The bill has been dubbed the Fourth Amendment Protection Act, because that’s the constitutional amendment intended to provide protection against unreasonable search and seizure and requires probable cause for search warrants.

Similar bills to ban state support for controversial NSA activities have been introduced in six other states, including California, Indiana and Tennessee.

All the bills appear to draw on model legislation from OffNow.org, which argues that states can refuse to supply services from public utilities, including electricity, water and sewer; ban state and local law enforcement from using information collected without a warrant by the NSA; limit NSA partnerships with public universities; and punish corporations that work with the NSA by preventing them from doing business with the state.

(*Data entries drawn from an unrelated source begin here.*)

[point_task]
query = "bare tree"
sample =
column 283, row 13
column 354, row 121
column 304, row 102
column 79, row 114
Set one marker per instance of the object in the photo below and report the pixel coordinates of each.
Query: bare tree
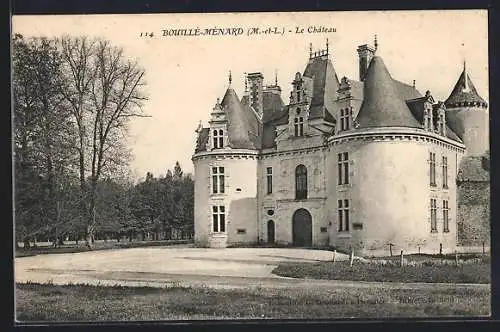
column 103, row 90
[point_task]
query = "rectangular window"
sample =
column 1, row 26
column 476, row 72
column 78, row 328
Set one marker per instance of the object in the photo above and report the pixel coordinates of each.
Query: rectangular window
column 218, row 137
column 341, row 214
column 343, row 211
column 299, row 126
column 445, row 172
column 269, row 180
column 218, row 180
column 344, row 119
column 432, row 168
column 343, row 168
column 215, row 218
column 446, row 221
column 218, row 219
column 433, row 215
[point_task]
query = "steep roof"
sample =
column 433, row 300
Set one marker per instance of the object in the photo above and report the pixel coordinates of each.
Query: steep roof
column 464, row 93
column 416, row 107
column 242, row 125
column 325, row 86
column 406, row 91
column 202, row 140
column 472, row 168
column 382, row 105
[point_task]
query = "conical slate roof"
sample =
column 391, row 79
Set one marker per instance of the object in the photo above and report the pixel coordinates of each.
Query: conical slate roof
column 464, row 94
column 325, row 86
column 382, row 106
column 242, row 125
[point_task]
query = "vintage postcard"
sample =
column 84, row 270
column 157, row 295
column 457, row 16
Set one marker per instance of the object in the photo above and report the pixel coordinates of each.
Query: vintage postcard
column 308, row 165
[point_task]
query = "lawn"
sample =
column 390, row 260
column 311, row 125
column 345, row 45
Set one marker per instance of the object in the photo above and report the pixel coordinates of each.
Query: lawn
column 72, row 248
column 37, row 302
column 424, row 270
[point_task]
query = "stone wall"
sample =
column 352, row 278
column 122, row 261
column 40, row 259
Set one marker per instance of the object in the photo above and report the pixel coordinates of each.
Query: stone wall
column 473, row 213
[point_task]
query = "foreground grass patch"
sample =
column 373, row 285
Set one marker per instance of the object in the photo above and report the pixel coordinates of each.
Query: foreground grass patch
column 36, row 302
column 465, row 273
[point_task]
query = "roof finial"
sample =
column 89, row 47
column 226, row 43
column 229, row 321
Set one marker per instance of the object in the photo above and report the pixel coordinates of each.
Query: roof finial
column 466, row 78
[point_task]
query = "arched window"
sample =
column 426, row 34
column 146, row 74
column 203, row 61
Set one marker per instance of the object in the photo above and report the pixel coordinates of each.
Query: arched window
column 300, row 182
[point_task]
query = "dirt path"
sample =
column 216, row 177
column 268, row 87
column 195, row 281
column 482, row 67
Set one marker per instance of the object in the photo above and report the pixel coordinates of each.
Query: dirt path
column 164, row 266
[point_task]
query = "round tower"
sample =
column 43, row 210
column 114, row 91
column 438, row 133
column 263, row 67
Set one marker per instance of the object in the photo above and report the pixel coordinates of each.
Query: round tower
column 468, row 115
column 225, row 170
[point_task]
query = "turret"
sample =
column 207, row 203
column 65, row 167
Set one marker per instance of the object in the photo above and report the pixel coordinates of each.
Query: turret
column 366, row 53
column 468, row 115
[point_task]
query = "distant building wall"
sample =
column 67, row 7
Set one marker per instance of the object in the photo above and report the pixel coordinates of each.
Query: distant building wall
column 474, row 213
column 475, row 126
column 390, row 194
column 239, row 198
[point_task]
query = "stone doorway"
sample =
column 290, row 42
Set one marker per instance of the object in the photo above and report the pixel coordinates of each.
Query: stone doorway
column 302, row 228
column 270, row 231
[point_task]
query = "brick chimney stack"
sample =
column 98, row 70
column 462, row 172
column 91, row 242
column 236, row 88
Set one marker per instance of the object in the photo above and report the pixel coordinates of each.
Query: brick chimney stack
column 255, row 81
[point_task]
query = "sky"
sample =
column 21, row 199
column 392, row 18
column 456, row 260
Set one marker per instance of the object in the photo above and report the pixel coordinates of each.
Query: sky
column 186, row 74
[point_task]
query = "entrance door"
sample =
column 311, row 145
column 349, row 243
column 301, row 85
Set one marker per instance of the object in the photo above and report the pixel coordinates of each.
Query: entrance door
column 270, row 231
column 302, row 228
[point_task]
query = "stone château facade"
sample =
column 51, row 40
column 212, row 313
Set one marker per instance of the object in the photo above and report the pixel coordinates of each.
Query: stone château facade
column 345, row 163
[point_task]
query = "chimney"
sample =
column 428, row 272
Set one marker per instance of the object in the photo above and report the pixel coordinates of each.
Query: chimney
column 365, row 53
column 255, row 81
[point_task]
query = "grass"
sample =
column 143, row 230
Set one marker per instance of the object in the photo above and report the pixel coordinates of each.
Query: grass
column 97, row 246
column 45, row 302
column 431, row 271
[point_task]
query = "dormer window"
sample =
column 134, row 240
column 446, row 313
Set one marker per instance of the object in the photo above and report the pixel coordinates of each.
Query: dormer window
column 344, row 119
column 299, row 126
column 218, row 137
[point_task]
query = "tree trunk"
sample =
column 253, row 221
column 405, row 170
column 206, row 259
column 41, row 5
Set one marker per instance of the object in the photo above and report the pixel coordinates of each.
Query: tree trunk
column 27, row 244
column 89, row 236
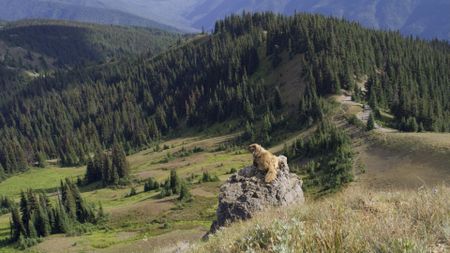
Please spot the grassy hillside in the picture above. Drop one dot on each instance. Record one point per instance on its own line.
(195, 108)
(356, 220)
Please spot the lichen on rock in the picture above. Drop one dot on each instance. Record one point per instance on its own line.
(246, 193)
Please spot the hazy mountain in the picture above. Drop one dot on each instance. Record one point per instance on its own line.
(425, 18)
(85, 11)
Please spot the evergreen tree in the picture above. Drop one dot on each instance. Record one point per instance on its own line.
(370, 122)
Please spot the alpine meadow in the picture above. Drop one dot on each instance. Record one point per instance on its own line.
(124, 138)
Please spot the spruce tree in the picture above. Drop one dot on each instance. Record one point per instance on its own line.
(370, 122)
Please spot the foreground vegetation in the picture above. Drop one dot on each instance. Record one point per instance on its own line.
(356, 220)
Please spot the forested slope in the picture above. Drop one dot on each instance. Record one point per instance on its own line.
(218, 77)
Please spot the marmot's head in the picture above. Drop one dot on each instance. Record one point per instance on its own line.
(254, 148)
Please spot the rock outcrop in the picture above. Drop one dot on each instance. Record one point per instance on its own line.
(245, 193)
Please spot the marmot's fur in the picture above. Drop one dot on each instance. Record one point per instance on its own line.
(265, 161)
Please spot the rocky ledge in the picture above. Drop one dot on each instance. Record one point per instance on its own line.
(246, 193)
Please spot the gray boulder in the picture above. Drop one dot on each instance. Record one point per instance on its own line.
(246, 193)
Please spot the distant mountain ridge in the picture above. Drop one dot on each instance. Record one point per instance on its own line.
(424, 18)
(73, 10)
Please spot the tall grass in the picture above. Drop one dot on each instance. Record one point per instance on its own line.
(355, 220)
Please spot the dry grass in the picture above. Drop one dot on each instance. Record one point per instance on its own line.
(355, 220)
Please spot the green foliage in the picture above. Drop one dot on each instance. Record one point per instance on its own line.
(151, 185)
(5, 204)
(185, 195)
(330, 157)
(36, 217)
(133, 192)
(370, 122)
(70, 114)
(207, 177)
(232, 171)
(110, 169)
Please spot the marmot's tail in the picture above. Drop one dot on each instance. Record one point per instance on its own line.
(271, 175)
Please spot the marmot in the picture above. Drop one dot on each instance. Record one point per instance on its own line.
(265, 161)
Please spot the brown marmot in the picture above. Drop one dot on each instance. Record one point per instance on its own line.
(265, 161)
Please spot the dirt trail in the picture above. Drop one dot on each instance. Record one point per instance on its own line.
(364, 114)
(394, 160)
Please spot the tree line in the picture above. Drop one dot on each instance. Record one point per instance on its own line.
(36, 216)
(69, 115)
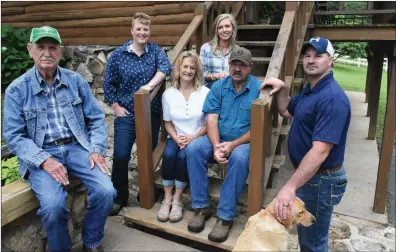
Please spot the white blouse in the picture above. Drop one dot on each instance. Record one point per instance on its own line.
(187, 116)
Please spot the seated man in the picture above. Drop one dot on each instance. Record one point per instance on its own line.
(228, 105)
(55, 127)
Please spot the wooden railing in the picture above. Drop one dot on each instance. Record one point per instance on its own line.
(148, 159)
(265, 119)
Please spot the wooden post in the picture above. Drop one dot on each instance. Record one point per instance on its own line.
(381, 190)
(369, 75)
(258, 145)
(201, 31)
(372, 111)
(144, 148)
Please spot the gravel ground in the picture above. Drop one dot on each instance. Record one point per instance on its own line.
(391, 210)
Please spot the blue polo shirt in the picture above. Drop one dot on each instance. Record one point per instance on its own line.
(233, 108)
(322, 114)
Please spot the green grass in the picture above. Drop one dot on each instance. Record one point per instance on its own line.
(352, 78)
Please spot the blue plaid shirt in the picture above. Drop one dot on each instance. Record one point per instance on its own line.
(126, 73)
(212, 63)
(57, 127)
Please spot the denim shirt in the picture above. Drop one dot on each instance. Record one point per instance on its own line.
(25, 117)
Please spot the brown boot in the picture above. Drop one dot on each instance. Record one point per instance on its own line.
(220, 230)
(197, 223)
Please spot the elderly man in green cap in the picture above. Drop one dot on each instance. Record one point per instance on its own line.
(55, 127)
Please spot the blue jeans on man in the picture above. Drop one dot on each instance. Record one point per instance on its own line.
(52, 197)
(199, 152)
(174, 165)
(320, 194)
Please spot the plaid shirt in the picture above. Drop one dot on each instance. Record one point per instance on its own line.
(57, 127)
(212, 63)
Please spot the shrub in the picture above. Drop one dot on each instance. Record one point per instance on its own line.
(9, 170)
(15, 59)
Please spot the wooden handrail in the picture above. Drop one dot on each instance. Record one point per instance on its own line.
(265, 120)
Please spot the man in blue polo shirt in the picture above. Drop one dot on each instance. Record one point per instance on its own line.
(321, 114)
(228, 105)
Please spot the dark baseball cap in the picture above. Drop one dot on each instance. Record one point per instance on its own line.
(242, 54)
(320, 44)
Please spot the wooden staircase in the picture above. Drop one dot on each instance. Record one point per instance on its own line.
(276, 50)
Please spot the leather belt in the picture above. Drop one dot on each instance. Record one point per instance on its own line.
(324, 170)
(62, 141)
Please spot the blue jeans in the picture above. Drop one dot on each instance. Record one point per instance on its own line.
(174, 165)
(199, 152)
(124, 138)
(320, 194)
(52, 197)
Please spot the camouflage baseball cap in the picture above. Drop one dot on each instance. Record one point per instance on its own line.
(44, 32)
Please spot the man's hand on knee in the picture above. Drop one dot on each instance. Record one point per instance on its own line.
(57, 170)
(96, 158)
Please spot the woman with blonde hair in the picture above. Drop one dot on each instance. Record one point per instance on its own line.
(216, 53)
(184, 122)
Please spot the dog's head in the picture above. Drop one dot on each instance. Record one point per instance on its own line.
(301, 215)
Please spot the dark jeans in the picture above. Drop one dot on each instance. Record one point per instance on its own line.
(124, 138)
(174, 165)
(320, 194)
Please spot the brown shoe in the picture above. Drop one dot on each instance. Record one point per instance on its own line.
(97, 249)
(220, 230)
(197, 223)
(115, 209)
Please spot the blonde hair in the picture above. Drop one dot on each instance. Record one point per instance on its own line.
(214, 42)
(142, 18)
(198, 78)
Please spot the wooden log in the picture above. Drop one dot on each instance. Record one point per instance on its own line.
(86, 5)
(163, 41)
(144, 148)
(121, 31)
(102, 13)
(21, 3)
(381, 190)
(12, 11)
(184, 18)
(378, 59)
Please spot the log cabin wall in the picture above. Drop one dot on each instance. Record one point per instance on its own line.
(101, 23)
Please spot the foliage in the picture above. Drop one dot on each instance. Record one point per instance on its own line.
(15, 59)
(9, 170)
(352, 49)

The OffNow coalition includes groups from the political right and left and is organized by the Tenth Amendment Center, a think tank and political activist group focused on limiting government to the powers given in the Constitution. The center’s communications director, Mike Maharrey, said that the effort started last summer with the revelations about the NSA activities.

In June, former NSA contractor Edward Snowden leaked top-secret documents to journalists, detailing the agency’s global surveillance system and the practice of collecting electronic communication data on everyone from suspected terrorists to foreign leaders to ordinary Americans.

“When we saw the extent of the overreach the NSA is involved in, we wanted to know what can we do at the state or local level?” Maharrey said. “If the NSA insists on violating the constitution, the state of Washington doesn’t have to help.”

The concept has drawn support from the public — an online petition supporting the bill has over 19,500 signatures — and both sides of the political spectrum. In Washington, the bill is co-sponsored by Rep. Luis Moscoso, D-Bothell.

“Freedom and liberty are not partisan issues, these are issues that we all care about,” Taylor said. “Here’s a Democrat from Puget Sound and a Republican from Central Washington who think this is something that needs to be discussed.”

Taylor added that his primary goal with the legislation was to start a conversation about how the state can protect citizens’ Fourth Amendment rights.

“This is our opportunity, if the federal government is not going to act to safeguard the rights of our citizens, we will,” Taylor said.

“If this isn’t the answer, I’m willing to hear other solutions.”

The bill has been referred to the House Judiciary Committee, but no hearings have been scheduled at this point. Taylor said that it’s tough to get a hearing because it’s a short, busy legislative session, but he hopes the bill will get a hearing this year.